Four days following my birthday will mark the fourth anniversary of Rosie’s death. I remember silently praying as she lay on her death bed in hospice with no hope for recovery, “Please don’t let it be on my birthday! Please, not on my birthday…” Days that would otherwise be joyous celebrations with loved ones have become lonely, dull and depressing days in light of the love and companionship I have lost these past several years.
Others will think or even try to tell me it’s time for grieving to be done. Even the best of friends tire of hearing of the pain of others, taking it on themselves. Grief has no time table, no schedule to which to adhere. It’s easy for others to say “Time to pick up the pieces and move on.” In fact, I have done so to the extent possible for me. What other option is there but to continue to live, to put one foot in front of the other and try to make the best of the days I may have left?

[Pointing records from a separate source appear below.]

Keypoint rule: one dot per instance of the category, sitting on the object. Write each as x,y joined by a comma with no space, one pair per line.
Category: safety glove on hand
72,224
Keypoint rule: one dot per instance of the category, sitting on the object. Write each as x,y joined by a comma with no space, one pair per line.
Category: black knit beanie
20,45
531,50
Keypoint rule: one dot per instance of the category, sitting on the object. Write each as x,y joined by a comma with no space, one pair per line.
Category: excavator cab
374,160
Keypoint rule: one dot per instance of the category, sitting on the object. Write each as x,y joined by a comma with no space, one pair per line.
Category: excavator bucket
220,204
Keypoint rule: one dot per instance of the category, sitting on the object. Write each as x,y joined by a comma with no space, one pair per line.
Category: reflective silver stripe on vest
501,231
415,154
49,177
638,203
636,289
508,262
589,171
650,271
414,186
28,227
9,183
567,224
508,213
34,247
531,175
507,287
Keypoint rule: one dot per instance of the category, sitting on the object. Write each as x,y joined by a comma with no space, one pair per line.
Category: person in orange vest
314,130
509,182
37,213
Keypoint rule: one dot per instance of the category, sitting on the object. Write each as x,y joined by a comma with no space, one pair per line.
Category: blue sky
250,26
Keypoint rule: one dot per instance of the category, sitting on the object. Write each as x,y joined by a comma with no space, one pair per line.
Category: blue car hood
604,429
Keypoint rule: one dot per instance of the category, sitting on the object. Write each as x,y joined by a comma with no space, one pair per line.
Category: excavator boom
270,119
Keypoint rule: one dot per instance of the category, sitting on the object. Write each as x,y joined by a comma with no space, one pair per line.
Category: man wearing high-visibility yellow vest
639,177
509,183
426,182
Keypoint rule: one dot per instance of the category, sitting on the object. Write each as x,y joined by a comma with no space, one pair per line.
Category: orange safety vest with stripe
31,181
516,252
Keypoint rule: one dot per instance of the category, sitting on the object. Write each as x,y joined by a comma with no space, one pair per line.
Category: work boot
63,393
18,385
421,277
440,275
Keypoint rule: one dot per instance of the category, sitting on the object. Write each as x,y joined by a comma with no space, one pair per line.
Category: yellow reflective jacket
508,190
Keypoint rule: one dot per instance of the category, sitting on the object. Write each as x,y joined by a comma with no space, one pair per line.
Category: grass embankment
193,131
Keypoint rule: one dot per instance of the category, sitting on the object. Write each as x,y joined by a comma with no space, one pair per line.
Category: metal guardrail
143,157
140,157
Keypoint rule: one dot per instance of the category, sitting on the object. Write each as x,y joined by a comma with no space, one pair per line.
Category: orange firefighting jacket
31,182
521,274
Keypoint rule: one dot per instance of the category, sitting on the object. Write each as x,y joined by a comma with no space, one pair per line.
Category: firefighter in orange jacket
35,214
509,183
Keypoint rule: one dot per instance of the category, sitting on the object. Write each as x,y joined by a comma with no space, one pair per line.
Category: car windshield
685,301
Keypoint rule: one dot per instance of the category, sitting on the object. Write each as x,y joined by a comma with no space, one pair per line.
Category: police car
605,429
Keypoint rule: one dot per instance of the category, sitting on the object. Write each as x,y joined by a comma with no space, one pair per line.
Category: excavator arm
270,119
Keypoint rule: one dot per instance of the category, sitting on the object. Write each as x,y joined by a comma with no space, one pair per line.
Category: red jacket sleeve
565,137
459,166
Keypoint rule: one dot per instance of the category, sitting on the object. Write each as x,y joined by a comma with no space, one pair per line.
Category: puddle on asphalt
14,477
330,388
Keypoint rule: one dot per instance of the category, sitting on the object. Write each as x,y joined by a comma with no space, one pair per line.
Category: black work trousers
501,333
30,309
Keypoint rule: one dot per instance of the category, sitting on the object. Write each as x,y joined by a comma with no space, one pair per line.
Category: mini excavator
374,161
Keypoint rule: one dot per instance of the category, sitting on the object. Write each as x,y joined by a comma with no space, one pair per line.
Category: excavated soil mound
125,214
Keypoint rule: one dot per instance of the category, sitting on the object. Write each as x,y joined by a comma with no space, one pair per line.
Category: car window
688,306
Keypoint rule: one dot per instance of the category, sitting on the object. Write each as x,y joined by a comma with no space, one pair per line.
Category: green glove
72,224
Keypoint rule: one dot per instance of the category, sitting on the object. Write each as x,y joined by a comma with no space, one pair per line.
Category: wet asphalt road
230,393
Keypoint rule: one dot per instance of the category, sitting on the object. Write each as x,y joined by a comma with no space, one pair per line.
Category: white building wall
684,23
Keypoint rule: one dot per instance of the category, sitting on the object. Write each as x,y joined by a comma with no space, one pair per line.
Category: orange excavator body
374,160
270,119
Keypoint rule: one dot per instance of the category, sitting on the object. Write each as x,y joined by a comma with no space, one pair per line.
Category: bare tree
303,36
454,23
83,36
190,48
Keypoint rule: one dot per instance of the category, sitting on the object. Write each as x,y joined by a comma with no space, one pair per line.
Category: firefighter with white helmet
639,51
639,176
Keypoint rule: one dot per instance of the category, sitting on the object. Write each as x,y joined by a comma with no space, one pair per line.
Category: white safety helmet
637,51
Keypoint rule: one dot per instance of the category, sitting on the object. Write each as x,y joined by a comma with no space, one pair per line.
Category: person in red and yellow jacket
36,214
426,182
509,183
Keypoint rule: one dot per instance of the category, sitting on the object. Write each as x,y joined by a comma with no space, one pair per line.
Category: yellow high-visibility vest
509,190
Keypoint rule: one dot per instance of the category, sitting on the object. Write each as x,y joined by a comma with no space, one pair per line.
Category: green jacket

Even so, if I live to the ripe old age of one-hundred and beyond, holidays will never be the same. Life itself will never be the same. I don’t have to think too hard to explain why I hate winter so much these recent years. I have more than the harsh, bleak weather to blame. Still, I know the past is hopelessly irretrievable. I know I must try to focus on the positive and whatever pleasures and fulfillment life has left to offer, as the autumn of my life inevitably turns to winter.
Your wounds are deep, Bob and your losses are many. It is so strange how we are born into this world knowing we will die, yet we have difficulty understanding how to handle death when it comes to our own door or someone else’s. We’re not “taught” how to help, console, or show compassion in ways that are not judged or expected to have a “time frame” around them. As you, I, and anyone else that has suffered a loss, knows… there is no getting over, and no timeline in grief. It is carried with us for our lifetime (I believe.) Our grief is in proportion to our love. I hope you find some peace this Christmas season.
Thank you, Marie. I wish the same for you and yours.